Tren de trenes, por Mariano López

Los puentes y los túneles en torno al Baikal son la gran obra de este ferrocarril que ya tiene cien años.

Mariano López
Mariano López / VIAJAR

Siempre había soñado con viajar en el Transiberiano, como todos los que amamos el tren. Así que cuando tuve la oportunidad de ocupar plaza en uno de sus ramales, el que va de Moscú a Pekín, no lo dudé y volé a Moscú con mi familia y un grupo de buenos amigos encantado de la vida, feliz porque iba a realizar un viaje querido y seguramente disparatado: casi ocho mil kilómetros sin más escala que las breves paradas previstas en dos docenas de estaciones; siete días y seis noches en el mismo asiento transformable en litera, en un pulcro pero austero coche de segunda clase; tres países, ocho husos horarios, el run run constante –y relajante– de una máquina enemistada con la alta velocidad y la compañía de una preciosa, radiante, espléndida ventanilla que nos iba a mostrar cómo Europa se transforma en Asia, el mundo que media desde las torres del Kremlin hasta las de la Gran Muralla. Fue un viaje maravilloso, aunque no exento de incidentes. Los operarios responsables del orden y la limpieza dentro del coche, los provodnik, resultaron ser contrabandistas: bloquearon un lavabo y un compartimento para ocultar sus mercancías y alojaron a ocho pasajeros en el espacio previsto para cuatro. El cocinero, Volodia, un antiguo boxeador que llegó a competir en unos Juegos Olímpicos con la selección soviética, solo elaboraba menús a base de salchichas y sopa, en unas ocasiones caliente y en otras fría; el tren se accidentó poco antes de entrar en la estación de Ulan Bator, la capital mongola; y en la frontera china dos militares armados me detuvieron y condujeron a la fuerza a un puesto policial donde permanecí retenido más de diez horas. Aun así tuvimos suerte. No hubo ataques de bandidos al tren –una probabilidad considerable la semana en la que viajamos–, encontramos puestos con sandías, noodles y pescado seco en casi todas las estaciones, obtuvimos una buena ración de provisiones en el mercado de Omsk –adonde pudimos ir gracias a la colaboración de un maquinista– y aprendimos a utilizar el samovar para prepararnos nuestra propia comida, sobria pero afortunada en mi caso porque conseguí alejarme de la sopa. 

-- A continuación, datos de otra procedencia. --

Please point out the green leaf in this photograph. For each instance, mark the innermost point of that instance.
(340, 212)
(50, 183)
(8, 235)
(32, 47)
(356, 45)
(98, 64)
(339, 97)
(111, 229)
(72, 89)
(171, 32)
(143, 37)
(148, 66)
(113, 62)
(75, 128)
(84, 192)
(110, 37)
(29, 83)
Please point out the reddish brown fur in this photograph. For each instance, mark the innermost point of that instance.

Recuerdo, también, la libertad con que nos movíamos por el tren. Me gustaba, en especial, sentarme en el estribo de una puerta junto a la cocina que estaba siempre abierta para facilitar el vertido de la basura. Todos los desperdicios se iban echando a un enorme cubo de plástico que cuando estaba lleno se lanzaba a las vías o al campo, donde estoy seguro que aún hoy resultará fácil localizar el reguero dejado por miles de envases de salchichas.

Sentado en aquel estribo disfruté del extraordinario paisaje del Baikal, el lago cristalino al que los mongoles llaman con la misma palabra que usan para decir mar. El tren frena su marcha justo cuando rodea el Baikal, la perla de Asia, el lago más profundo del mundo, el que posee las aguas más claras del planeta. Cuando bordea el Baikal, el tren cruza doscientos puentes y atraviesa más de treinta túneles. Los puentes y los túneles en torno al Baikal son la gran obra de este ferrocarril que acaba de cumplir cien años desde que completó su último tramo, el puente sobre el río Amur en Jabárovsk, donde los obreros morían por el ataque de los tigres.

Volvería una y otra vez a recorrer aquellos kilómetros, si me garantizaran de nuevo la puerta abierta, mi sitio en el estribo y el aire que sentía en la cara mientras el tren avanzaba lento, muy lento, por una vía plateada que aparecía y desaparecía entre los abedules. A ser posible, sin sopa.